As shipping exemption expires, hurricane-torn Puerto Rico may face changes in relief from mainland United States

Thursday, October 12, 2017

According to the United States Department of Homeland Security on Monday, Puerto Rico's exemption from the Jones Act, which temporarily lifted the rule requiring that only U.S.-owned ships might carry goods between U.S. ports, was allowed to expire on Sunday rather than being renewed. The island commonwealth had been given a temporary exemption from this law to allow foreign ships to aid the delivery of relief supplies after Hurricane Maria, which struck Puerto Rico last month. Puerto Ricans and lawmakers had asked for an extension of the waiver in light of the island's current difficulties.

"We believe that extending the waiver is unnecessary to support the humanitarian relief efforts on the island[...] There is an ample supply of Jones Act-qualified vessels to ensure that cargo is able to reach Puerto Rico," reads a statement from Homeland Security Press Secretary David Lapan.

The Jones Act of 1920 requires that all ships carrying cargo directly from one U.S. port to another must be built, operated and owned by U.S. personnel.
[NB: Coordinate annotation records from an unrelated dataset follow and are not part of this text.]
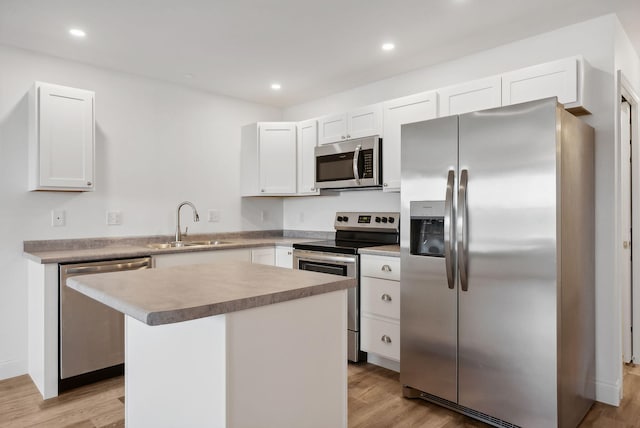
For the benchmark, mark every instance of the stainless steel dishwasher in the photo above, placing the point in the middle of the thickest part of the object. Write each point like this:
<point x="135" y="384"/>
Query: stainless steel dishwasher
<point x="91" y="335"/>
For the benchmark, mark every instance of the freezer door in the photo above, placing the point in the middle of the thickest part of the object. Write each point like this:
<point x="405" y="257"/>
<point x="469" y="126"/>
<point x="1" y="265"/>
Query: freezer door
<point x="507" y="263"/>
<point x="428" y="325"/>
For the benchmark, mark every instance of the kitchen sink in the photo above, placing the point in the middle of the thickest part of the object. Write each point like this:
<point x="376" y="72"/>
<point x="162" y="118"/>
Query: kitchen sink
<point x="184" y="244"/>
<point x="206" y="243"/>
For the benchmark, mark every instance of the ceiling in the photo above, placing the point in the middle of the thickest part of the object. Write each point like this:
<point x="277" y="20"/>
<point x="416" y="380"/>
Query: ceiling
<point x="312" y="48"/>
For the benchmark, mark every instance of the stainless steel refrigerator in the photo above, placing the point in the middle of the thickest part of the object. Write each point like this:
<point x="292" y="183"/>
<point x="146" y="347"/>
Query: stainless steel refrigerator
<point x="497" y="262"/>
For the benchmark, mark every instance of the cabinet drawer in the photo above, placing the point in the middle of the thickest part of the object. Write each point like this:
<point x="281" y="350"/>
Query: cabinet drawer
<point x="380" y="297"/>
<point x="381" y="267"/>
<point x="380" y="337"/>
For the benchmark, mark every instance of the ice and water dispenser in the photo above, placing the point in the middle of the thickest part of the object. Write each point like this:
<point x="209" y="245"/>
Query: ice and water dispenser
<point x="427" y="228"/>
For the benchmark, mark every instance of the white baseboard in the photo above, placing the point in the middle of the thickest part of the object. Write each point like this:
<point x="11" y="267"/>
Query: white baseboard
<point x="383" y="362"/>
<point x="608" y="393"/>
<point x="12" y="368"/>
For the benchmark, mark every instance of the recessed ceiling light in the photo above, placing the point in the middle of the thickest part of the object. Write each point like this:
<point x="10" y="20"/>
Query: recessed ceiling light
<point x="76" y="32"/>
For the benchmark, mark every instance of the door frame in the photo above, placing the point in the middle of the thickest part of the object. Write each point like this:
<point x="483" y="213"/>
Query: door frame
<point x="624" y="88"/>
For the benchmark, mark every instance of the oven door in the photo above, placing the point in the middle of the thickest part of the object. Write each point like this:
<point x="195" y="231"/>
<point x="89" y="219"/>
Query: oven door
<point x="343" y="265"/>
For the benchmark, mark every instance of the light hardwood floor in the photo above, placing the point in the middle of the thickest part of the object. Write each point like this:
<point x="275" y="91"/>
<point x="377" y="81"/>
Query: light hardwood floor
<point x="375" y="401"/>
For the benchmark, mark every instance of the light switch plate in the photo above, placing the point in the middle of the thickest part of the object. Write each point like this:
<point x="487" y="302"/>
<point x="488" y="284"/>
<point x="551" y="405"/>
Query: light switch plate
<point x="114" y="218"/>
<point x="214" y="216"/>
<point x="58" y="218"/>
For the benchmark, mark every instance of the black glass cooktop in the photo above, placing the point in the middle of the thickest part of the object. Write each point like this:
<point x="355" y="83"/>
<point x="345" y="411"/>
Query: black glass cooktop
<point x="351" y="244"/>
<point x="341" y="247"/>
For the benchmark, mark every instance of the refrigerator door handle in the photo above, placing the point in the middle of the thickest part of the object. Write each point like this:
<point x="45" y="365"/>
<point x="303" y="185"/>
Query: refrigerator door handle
<point x="463" y="227"/>
<point x="449" y="230"/>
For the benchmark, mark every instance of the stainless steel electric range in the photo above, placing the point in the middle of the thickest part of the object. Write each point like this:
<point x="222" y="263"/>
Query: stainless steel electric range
<point x="354" y="230"/>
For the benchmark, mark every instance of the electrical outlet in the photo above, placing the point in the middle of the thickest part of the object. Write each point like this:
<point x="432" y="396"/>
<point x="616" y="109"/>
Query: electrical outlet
<point x="214" y="216"/>
<point x="58" y="218"/>
<point x="114" y="218"/>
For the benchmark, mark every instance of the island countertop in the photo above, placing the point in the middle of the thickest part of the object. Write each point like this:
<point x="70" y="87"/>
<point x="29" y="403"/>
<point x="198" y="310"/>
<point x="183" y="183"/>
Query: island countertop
<point x="181" y="293"/>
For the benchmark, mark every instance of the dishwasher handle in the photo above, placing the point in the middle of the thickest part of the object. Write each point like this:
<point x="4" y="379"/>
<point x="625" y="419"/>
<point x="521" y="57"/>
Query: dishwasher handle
<point x="115" y="266"/>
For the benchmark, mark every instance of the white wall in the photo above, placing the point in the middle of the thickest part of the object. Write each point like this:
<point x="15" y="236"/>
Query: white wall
<point x="157" y="144"/>
<point x="628" y="62"/>
<point x="593" y="39"/>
Puerto Rico, a U.S. commonwealth, falls under its jurisdiction. President Donald Trump issued a temporary waiver of this requirement for Puerto Rico on September 28 to help the relief effort. However, there were also concerns about supplies sitting idle in ports for lack of organized distribution and truck drivers to take them where they were needed. Some foreign ships may take until October 18 to complete deliveries.

Republicans Marco Rubio and John McCain were among those in the U.S. Congress who had urged President Trump to issue the waiver, though McCain supported making the exemption permanent: "Now that the temporary Jones Act waiver for Puerto Rico has expired, it is more important than ever for Congress to pass my bill to permanently exempt Puerto Rico from this archaic and burdensome law," he told the Huffington Post. "Until we provide Puerto Rico with long-term relief, the Jones Act will continue to hinder much-needed efforts to help the people of Puerto Rico recover and rebuild from Hurricane Maria."

In September, Puerto Rico was nicked by the same Hurricane Irma that left Florida in disarray but then pummeled head-on by Hurricane Maria. The crisis displaced thousands of people and led to extraordinary rainfall and flash flood scares after a large crack appeared in the Guajataca Dam. According to Governor Ricardo Rosselló, 85% of residents remain without electricity, and many also still lack access to running water.

Puerto Rico was colonized by Spain and came under U.S. control in the Spanish-American War in 1898, along with Guam and the Philippines. Every person born in Puerto Rico is a United States citizen by birth. Puerto Rican residents do not participate in national elections, hold no seats in the electoral college, and have a non-voting representative in the U.S. congress. Mostly, they are exempt from federal income tax but not other federal taxes.

Every few years, the Puerto Ricans hold a referendum to determine whether they wish to remain a commonwealth, seek U.S. statehood, or seek independence in some form. In June, 97% of voters selected the second option, though turnout was low, and Congress is not legally required to obey their wishes.